Gov. Jesse Ventura
REUTERSGov. Jesse Ventura

Gov. Mark Dayton and the new Legislature face a projected $1.1 billion shortfall in the 2013-2014 budget. I didn’t hear much about this during the recent political campaign, yet it’s the most important issue politicians and policymakers must wrestle with over the coming six months.

The deficit is not due to the recent recession and relatively slow economic growth. Rather, policy decisions and demography work together to create a long-run gap between spending and revenue.

The first culprit is the 1999 budget deal. It’s hard to remember, but the governor and Legislature confronted a very different problem in early 1999 than they do today: how to deal with large and potentially ongoing surpluses.

In May 1999, Gov. Jesse Ventura, House Speaker Steve Sviggum and Senate Majority Leader Roger Moe agreed to a three-part solution. First, income tax rates were reduced across the board. Second, education funding was increased (via increases in the funding formula). Third, part of the surplus was returned to taxpayers via a rebate based on estimated sales taxes paid by families.

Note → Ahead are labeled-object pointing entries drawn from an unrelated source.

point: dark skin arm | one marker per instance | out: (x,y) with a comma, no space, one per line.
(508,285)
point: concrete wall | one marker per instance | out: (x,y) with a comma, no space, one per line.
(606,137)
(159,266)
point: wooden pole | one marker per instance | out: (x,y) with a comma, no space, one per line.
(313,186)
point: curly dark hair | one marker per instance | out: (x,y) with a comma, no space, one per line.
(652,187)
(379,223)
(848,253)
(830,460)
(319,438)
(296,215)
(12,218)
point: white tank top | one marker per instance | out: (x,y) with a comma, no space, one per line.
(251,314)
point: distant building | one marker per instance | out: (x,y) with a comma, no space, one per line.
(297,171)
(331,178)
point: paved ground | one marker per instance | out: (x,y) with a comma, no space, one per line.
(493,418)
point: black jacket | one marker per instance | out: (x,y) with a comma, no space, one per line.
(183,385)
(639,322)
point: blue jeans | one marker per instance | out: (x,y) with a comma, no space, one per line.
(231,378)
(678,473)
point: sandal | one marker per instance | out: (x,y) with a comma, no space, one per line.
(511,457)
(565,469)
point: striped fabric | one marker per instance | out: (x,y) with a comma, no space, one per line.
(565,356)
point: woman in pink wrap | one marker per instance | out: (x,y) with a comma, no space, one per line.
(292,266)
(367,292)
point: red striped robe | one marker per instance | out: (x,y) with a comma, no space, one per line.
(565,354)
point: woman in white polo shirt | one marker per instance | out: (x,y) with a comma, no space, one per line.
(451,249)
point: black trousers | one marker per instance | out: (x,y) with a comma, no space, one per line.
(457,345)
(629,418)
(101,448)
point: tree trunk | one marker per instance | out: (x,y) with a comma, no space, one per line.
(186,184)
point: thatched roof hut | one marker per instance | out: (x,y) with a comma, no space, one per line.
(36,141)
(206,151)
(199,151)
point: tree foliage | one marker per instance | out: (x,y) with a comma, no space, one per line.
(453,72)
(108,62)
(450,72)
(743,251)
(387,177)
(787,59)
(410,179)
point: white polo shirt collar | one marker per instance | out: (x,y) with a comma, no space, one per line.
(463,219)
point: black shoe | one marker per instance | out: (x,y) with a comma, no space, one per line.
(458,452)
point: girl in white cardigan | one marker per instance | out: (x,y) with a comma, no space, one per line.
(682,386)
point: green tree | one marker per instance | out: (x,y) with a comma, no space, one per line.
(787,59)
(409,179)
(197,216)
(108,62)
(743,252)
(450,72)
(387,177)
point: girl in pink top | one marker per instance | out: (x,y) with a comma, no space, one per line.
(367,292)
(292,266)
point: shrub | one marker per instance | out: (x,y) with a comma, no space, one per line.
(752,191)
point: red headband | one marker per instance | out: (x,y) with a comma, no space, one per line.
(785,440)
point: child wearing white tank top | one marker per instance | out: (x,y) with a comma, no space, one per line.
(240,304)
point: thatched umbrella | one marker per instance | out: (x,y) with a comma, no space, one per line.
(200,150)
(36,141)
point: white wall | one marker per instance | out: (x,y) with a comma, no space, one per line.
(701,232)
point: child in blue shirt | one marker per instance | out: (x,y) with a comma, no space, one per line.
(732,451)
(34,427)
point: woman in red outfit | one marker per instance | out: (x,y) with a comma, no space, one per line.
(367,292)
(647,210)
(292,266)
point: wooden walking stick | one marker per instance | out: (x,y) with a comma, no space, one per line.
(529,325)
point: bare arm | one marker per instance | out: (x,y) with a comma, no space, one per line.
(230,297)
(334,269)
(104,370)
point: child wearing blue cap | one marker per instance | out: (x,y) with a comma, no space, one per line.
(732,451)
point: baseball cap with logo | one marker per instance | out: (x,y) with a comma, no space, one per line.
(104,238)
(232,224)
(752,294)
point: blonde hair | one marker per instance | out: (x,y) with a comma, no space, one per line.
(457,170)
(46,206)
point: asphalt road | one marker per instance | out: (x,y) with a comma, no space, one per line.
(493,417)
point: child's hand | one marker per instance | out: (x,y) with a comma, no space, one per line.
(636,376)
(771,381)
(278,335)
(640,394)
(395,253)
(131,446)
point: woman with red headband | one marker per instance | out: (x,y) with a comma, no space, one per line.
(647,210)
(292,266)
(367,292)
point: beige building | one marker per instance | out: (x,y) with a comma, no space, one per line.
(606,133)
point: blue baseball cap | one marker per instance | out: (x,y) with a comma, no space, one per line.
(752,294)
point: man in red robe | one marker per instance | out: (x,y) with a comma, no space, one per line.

This might have been a sensible agreement had there been triggers to rescind the tax cuts and spending increases if the economic forecasts didn’t pan out. But that’s not the way the deal was made. The income tax cuts and spending increases were enacted permanently, implying that if the economy did worse than expected, deficits would be baked into the budget cake permanently as well.

The second perpetrator of our structural budget problem is an aging population. The Minnesota State Demographic Center made this very clear in its 2011 report, “The Long Run Has Become the Short Run: Budget Implications of Demographic Change,” as did the 2009 Budget Trends Study Commission report. In particular, state spending on health care will continue to grow as the baby boom moves into retirement, putting increasing pressure on other parts of the budget.

What should we do?

So far, we’ve ignored these problems. The 2011-2012 Legislature started from the premise that tax rates could not change and did nothing to reform the system to increase revenues. This meant that the permanently lower revenue stream created by the 1999 budget deal remained unchanged. The governor and Legislature then patched together budget fixes based on draining endowments (tobacco settlement funds), shifting school funding from one biennium to the next and reducing allotments to higher education.

Gov. Mark Dayton
MinnPost photo by James NordGov. Mark Dayton and the new Legislature face a projected $1.1 billion shortfall in the 2013-2014 budget.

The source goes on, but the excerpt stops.